According to research shared by the American Cancer Society, an estimated $80.2 billion was spent in just one year on cancer-related health care in the U.S. If you take things like labs, diagnostic imaging, provider visits, drug costs, surgical costs and extended hospital stays into account, it’s easier to understand why this number is so high. And as breakthroughs continue to occur and so many treatments become more advanced, the price tags will keep getting higher.
This is why programs and solutions for cancer risk management are starting to gain traction and be implemented by health plans.
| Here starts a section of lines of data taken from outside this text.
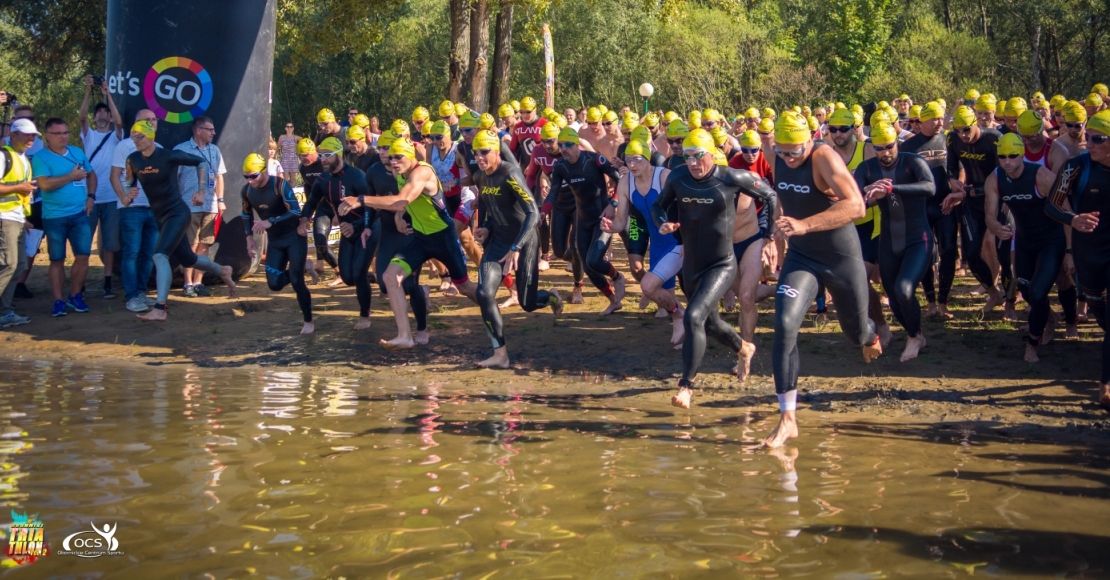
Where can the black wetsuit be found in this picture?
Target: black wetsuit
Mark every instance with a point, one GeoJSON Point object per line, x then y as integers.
{"type": "Point", "coordinates": [286, 250]}
{"type": "Point", "coordinates": [1086, 184]}
{"type": "Point", "coordinates": [510, 214]}
{"type": "Point", "coordinates": [905, 240]}
{"type": "Point", "coordinates": [322, 225]}
{"type": "Point", "coordinates": [706, 212]}
{"type": "Point", "coordinates": [354, 256]}
{"type": "Point", "coordinates": [1039, 242]}
{"type": "Point", "coordinates": [391, 242]}
{"type": "Point", "coordinates": [978, 160]}
{"type": "Point", "coordinates": [831, 257]}
{"type": "Point", "coordinates": [934, 150]}
{"type": "Point", "coordinates": [586, 179]}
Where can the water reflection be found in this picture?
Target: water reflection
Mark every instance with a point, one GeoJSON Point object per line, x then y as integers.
{"type": "Point", "coordinates": [264, 471]}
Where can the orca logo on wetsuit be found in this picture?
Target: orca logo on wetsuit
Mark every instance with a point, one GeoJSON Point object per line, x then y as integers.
{"type": "Point", "coordinates": [793, 187]}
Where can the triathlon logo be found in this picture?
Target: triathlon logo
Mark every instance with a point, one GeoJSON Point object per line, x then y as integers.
{"type": "Point", "coordinates": [26, 541]}
{"type": "Point", "coordinates": [92, 542]}
{"type": "Point", "coordinates": [178, 89]}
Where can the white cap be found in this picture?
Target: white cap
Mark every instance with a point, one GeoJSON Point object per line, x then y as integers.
{"type": "Point", "coordinates": [24, 125]}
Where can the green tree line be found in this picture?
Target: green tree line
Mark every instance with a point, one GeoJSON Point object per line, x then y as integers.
{"type": "Point", "coordinates": [389, 56]}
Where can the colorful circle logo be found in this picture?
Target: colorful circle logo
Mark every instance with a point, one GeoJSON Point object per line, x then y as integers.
{"type": "Point", "coordinates": [178, 89]}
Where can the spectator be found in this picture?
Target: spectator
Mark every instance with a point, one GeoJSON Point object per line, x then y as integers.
{"type": "Point", "coordinates": [99, 141]}
{"type": "Point", "coordinates": [204, 200]}
{"type": "Point", "coordinates": [16, 191]}
{"type": "Point", "coordinates": [68, 186]}
{"type": "Point", "coordinates": [138, 227]}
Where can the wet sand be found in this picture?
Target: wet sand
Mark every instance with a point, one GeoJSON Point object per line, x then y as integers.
{"type": "Point", "coordinates": [970, 376]}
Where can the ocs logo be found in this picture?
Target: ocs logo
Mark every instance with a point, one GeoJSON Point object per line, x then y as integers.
{"type": "Point", "coordinates": [178, 89]}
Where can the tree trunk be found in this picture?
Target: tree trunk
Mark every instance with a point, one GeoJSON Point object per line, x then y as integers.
{"type": "Point", "coordinates": [460, 48]}
{"type": "Point", "coordinates": [476, 75]}
{"type": "Point", "coordinates": [502, 53]}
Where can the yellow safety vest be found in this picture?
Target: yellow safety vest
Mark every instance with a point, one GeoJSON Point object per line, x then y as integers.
{"type": "Point", "coordinates": [18, 171]}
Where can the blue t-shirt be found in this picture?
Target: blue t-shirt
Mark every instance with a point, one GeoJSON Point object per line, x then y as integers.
{"type": "Point", "coordinates": [69, 199]}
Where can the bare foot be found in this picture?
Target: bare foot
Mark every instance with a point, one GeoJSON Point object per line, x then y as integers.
{"type": "Point", "coordinates": [747, 353]}
{"type": "Point", "coordinates": [873, 350]}
{"type": "Point", "coordinates": [500, 359]}
{"type": "Point", "coordinates": [225, 276]}
{"type": "Point", "coordinates": [153, 315]}
{"type": "Point", "coordinates": [615, 299]}
{"type": "Point", "coordinates": [683, 398]}
{"type": "Point", "coordinates": [914, 346]}
{"type": "Point", "coordinates": [397, 343]}
{"type": "Point", "coordinates": [786, 429]}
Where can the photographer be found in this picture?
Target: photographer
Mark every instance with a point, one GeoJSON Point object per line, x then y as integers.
{"type": "Point", "coordinates": [99, 142]}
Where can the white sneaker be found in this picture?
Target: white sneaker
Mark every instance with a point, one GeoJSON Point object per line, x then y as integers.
{"type": "Point", "coordinates": [138, 304]}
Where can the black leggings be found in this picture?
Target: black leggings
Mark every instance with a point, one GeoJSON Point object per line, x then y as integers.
{"type": "Point", "coordinates": [491, 274]}
{"type": "Point", "coordinates": [285, 256]}
{"type": "Point", "coordinates": [944, 233]}
{"type": "Point", "coordinates": [702, 316]}
{"type": "Point", "coordinates": [592, 244]}
{"type": "Point", "coordinates": [1038, 265]}
{"type": "Point", "coordinates": [321, 227]}
{"type": "Point", "coordinates": [900, 274]}
{"type": "Point", "coordinates": [389, 246]}
{"type": "Point", "coordinates": [797, 287]}
{"type": "Point", "coordinates": [562, 225]}
{"type": "Point", "coordinates": [354, 266]}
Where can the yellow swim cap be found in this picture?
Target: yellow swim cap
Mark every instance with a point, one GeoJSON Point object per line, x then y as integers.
{"type": "Point", "coordinates": [1015, 107]}
{"type": "Point", "coordinates": [749, 139]}
{"type": "Point", "coordinates": [400, 128]}
{"type": "Point", "coordinates": [331, 144]}
{"type": "Point", "coordinates": [548, 131]}
{"type": "Point", "coordinates": [143, 128]}
{"type": "Point", "coordinates": [1030, 123]}
{"type": "Point", "coordinates": [964, 116]}
{"type": "Point", "coordinates": [403, 146]}
{"type": "Point", "coordinates": [1010, 144]}
{"type": "Point", "coordinates": [930, 111]}
{"type": "Point", "coordinates": [791, 129]}
{"type": "Point", "coordinates": [253, 163]}
{"type": "Point", "coordinates": [304, 146]}
{"type": "Point", "coordinates": [486, 140]}
{"type": "Point", "coordinates": [636, 148]}
{"type": "Point", "coordinates": [699, 139]}
{"type": "Point", "coordinates": [440, 128]}
{"type": "Point", "coordinates": [386, 139]}
{"type": "Point", "coordinates": [355, 132]}
{"type": "Point", "coordinates": [1100, 123]}
{"type": "Point", "coordinates": [841, 118]}
{"type": "Point", "coordinates": [884, 134]}
{"type": "Point", "coordinates": [468, 120]}
{"type": "Point", "coordinates": [677, 129]}
{"type": "Point", "coordinates": [446, 108]}
{"type": "Point", "coordinates": [1075, 112]}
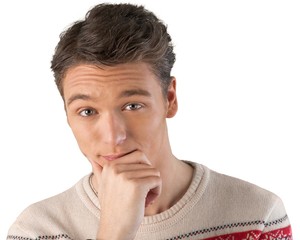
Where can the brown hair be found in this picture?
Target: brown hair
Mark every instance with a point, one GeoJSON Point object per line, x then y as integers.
{"type": "Point", "coordinates": [113, 34]}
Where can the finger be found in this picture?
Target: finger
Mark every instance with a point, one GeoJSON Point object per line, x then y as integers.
{"type": "Point", "coordinates": [139, 172]}
{"type": "Point", "coordinates": [128, 167]}
{"type": "Point", "coordinates": [97, 169]}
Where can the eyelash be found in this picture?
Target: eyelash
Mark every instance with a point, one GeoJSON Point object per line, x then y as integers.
{"type": "Point", "coordinates": [91, 111]}
{"type": "Point", "coordinates": [138, 105]}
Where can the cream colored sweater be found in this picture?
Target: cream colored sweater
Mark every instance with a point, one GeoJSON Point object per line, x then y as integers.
{"type": "Point", "coordinates": [215, 206]}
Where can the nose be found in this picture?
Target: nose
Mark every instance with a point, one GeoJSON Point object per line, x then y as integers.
{"type": "Point", "coordinates": [112, 130]}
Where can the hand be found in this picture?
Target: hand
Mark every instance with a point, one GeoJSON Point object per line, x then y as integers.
{"type": "Point", "coordinates": [126, 186]}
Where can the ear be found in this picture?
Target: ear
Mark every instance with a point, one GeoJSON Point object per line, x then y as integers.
{"type": "Point", "coordinates": [172, 104]}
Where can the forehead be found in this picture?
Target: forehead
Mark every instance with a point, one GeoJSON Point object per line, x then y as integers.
{"type": "Point", "coordinates": [101, 80]}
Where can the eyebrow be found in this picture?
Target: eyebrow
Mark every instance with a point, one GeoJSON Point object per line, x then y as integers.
{"type": "Point", "coordinates": [126, 93]}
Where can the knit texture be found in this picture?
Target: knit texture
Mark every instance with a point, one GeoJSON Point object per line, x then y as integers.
{"type": "Point", "coordinates": [215, 206]}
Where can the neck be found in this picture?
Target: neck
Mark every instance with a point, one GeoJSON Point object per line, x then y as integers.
{"type": "Point", "coordinates": [175, 171]}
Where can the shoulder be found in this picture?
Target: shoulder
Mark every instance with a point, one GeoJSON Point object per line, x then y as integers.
{"type": "Point", "coordinates": [233, 195]}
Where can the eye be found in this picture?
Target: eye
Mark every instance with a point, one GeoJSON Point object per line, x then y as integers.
{"type": "Point", "coordinates": [87, 112]}
{"type": "Point", "coordinates": [132, 106]}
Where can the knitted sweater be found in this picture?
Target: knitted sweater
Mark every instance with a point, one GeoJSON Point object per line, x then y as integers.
{"type": "Point", "coordinates": [215, 206]}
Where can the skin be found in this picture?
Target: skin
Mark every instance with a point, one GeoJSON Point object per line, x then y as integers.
{"type": "Point", "coordinates": [118, 117]}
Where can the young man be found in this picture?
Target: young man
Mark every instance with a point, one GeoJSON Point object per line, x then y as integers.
{"type": "Point", "coordinates": [113, 72]}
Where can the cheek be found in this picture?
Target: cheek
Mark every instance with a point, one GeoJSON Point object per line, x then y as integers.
{"type": "Point", "coordinates": [82, 137]}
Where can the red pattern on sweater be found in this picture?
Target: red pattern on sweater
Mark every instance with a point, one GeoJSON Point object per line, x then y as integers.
{"type": "Point", "coordinates": [282, 234]}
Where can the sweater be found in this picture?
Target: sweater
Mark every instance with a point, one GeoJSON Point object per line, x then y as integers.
{"type": "Point", "coordinates": [215, 206]}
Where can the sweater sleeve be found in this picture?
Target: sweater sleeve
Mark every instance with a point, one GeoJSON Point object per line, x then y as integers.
{"type": "Point", "coordinates": [278, 225]}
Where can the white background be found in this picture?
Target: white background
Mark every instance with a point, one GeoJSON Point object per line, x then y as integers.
{"type": "Point", "coordinates": [238, 72]}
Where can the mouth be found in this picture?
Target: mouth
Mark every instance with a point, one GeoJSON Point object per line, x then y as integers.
{"type": "Point", "coordinates": [112, 157]}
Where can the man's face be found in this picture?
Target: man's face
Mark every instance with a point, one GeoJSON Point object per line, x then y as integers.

At Cypress, we offer them to our clients as a way to be proactive about managing costs, but even more so as a way to ensure that members are getting the best care by condition.
Some of the savings- and quality-focused elements that are incorporated into these cancer care solutions include:
- Plan language recommendations to specifically address what kind of cancer care is covered in the plan upfront and provide definitions.
- A risk level process that includes predictive modeling to forecast an estimated number of cancer care cases each year, and then classifies actual cases by the level of care required to assist with cost planning.
- A triage approach to care that focuses on engaging with members who are newly diagnosed and directing them to the appropriate channels.
- The importance of second opinions, as a different diagnosis could mean a totally different course of treatment.
- A collaborative effort in the decision-making process, with guidance for members and their families in choosing the most effective and appropriate cancer treatment.
- Treatment recommendations that follow National Comprehensive Cancer Network (NCCN) guidelines by cancer type.
- Partnerships with Cancer Centers of Excellence.
Think of the billions spent on cancer care in this nation each year and then consider this: We may not be able to control the price tag, but we can be smart about implementing cost containment measures with our health plans – while ensuring access to high-quality care and improved outcomes for plan members.